Всю обратную дорогу Егор думал о чертовщине, приключившейся с ним, но так ни до чего и не додумался. А дома рассказал обо всем жене. Сначала она было посмеялась над Егором, но, услышав про пень, вдруг спохватилась:

— Гляди-ка! Ты ведь и бредил когда, все про какой-то пень говорил. И про Буяна тоже.

— Про какого Буяна? — удивился Егор.

— Нешто я знаю, про какого? Говорил, и все.

Тут Егор окончательно запутался. Пень, поляна, а теперь какой-то Буян. При чем здесь Буян? И кто это такой? Лошадь, что ли? Так жеребец у них Мальчик, а кобылу Ласточкой звали…

Под конец жена не утерпела-таки, спросила:

— А где ж добыча, охотник? Ходил-ходил, а убил ноги и время? — Она явно вызывала Егора на откровенность, но он держался стойко.

— Да где ж добыча? В лесу бегает. Говорю же: проветриться ходил, а она не верит. Ты думаешь, легко всю неделю в кузнице торчать? Одна копоть кругом.

— А как же Гошка? Он всю жизнь там торчит.

— Гошка! Гошка привык, ему эта копоть вроде как на пользу.

— Ой, не ври ты уж лучше, Егор! Не знаю, зачем ты в лес ходил, но только не проветриваться. Как будто я не вижу, что у тебя патронташ пустой. Патроны-то куда дел?

— Выбросил, — не моргнув глазом, ответил Егор.

Эта ложь рассмешила жену.

— Врал бы, да не завирался. А то, как маленький: выбросил! А ружье для какого рожна оставил? Выбрасывал бы и его.

— Ружье жалко, Маш, — сказал Егор.

5

Волчица дохаживала последние дни, и Егор, готовясь к прибавлению семейства, заново перестелил в конуре и законопатил кое-где рассохшиеся доски. Затыкая щели паклей, он посмеивался сам на себя: в логове волчата лежат вообще на голой земле, и льет на них, и дует, а он им тут курорт устраивает.

Но эта самокритика не мешала Егору делать лишнее с точки зрения природы дело. Как там в природе — это их забота, рассуждал он, подразумевая под «их» неизвестно кого, а мы по-своему сделаем. Откуда у него появилось такое желание обустраивать еще не появившихся волчат, Егор и сам не знал и удивлялся этому неожиданно возникшему чувству. Никогда такого не было. Вон Дымок: со щенка рос в конуре, и даже в голову не приходило что-то там сделать, кормил, и слава богу, а тут и постельку мягкую стелешь, и щелки затыкаешь.

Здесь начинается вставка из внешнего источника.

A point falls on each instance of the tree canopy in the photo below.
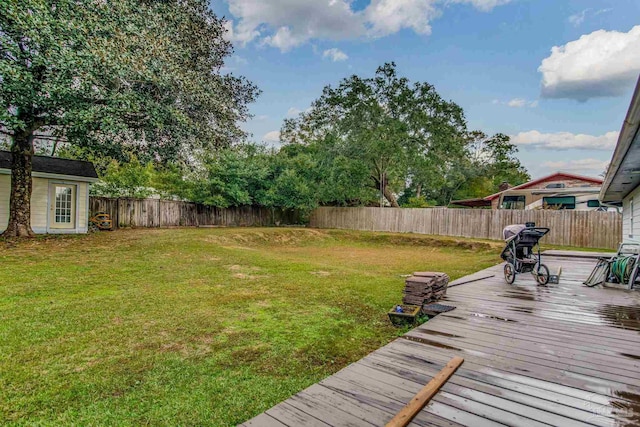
(116, 78)
(385, 134)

Волчица наблюдала за стараниями Егора с терпеливым спокойствием, хотя Егор видел, что вся его возня с конурой не очень ей по душе. Она и раньше редко вылезала наружу, а теперь и вовсе целыми днями лежала, и только когда приходил Егор, выбиралась на божий свет. Она начала линять, клочья шерсти свисали с ее боков, и Егор выщипывал их и почесывал линялые места. Линька у кого хочешь вызывает зуд, Егор помнил, как у самого чесалось лицо, когда сходила старая, отмороженная кожа, и знал, что волчице приятны эти пощипывания и почесывания. Она стояла смирно, как овца, и только смешно дрыгала задней лапой, как будто помогая Егору, когда он доходил до места, где у волчицы особенно чесалось.

В эти дни и случилось то, чего Егор никак не ожидал от волчицы и что затронуло в нем самые глубокие струны.

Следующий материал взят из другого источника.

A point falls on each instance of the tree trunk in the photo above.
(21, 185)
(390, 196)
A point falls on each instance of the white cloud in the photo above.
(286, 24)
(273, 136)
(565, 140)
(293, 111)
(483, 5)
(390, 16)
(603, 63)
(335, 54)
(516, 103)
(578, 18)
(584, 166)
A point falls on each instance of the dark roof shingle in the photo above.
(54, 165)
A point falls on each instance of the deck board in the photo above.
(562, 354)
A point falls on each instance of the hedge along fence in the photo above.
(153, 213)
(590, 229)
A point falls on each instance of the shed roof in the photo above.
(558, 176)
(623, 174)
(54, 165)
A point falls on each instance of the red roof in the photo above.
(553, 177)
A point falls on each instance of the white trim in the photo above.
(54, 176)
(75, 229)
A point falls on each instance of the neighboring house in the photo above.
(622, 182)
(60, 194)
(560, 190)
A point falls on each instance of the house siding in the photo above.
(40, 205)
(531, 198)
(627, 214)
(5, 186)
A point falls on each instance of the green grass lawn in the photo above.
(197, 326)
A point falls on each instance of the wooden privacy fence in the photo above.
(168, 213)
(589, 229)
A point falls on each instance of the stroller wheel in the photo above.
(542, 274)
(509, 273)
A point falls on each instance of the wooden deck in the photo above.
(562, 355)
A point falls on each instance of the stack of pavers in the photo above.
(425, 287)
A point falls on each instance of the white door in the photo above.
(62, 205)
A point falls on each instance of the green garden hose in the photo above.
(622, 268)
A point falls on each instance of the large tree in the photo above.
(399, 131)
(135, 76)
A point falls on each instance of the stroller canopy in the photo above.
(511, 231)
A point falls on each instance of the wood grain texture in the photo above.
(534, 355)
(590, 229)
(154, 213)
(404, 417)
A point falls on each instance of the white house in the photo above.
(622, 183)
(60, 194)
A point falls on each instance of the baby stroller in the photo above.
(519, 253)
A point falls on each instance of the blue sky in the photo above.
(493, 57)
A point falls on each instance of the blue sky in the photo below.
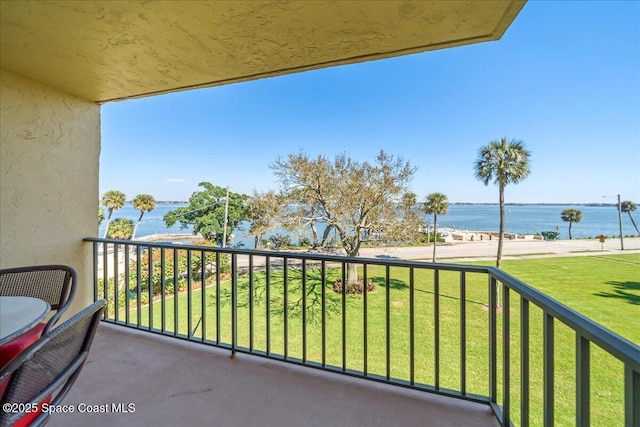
(564, 79)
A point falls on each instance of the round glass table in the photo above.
(18, 315)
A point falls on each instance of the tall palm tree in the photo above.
(112, 200)
(121, 229)
(143, 203)
(503, 163)
(629, 207)
(436, 204)
(571, 216)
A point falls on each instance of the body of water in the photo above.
(520, 219)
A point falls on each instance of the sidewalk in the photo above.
(512, 249)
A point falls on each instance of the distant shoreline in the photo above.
(166, 202)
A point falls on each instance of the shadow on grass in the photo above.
(401, 285)
(627, 291)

Волки линяют долго, чуть не весь апрель, и у Егора стало привычкой вычесывать волчицу. Перед работой он обязательно приходил к ней, кормил, а потом чистил и охорашивал ей шерсть. Так было и в тот день, с одной лишь разницей: поворачивая волчицу как ему удобней, Егор нечаянно коснулся ее отвисших, тяжелых от молока сосцов. И сразу почувствовал, что она вся замерла от этого прикосновения. Напрягся и Егор, не представляя, как волчица отнесется к его действию. Чесать-то чеши, да знай меру, возьмет и цапнет, не посмотрит, что перед ней распинаются.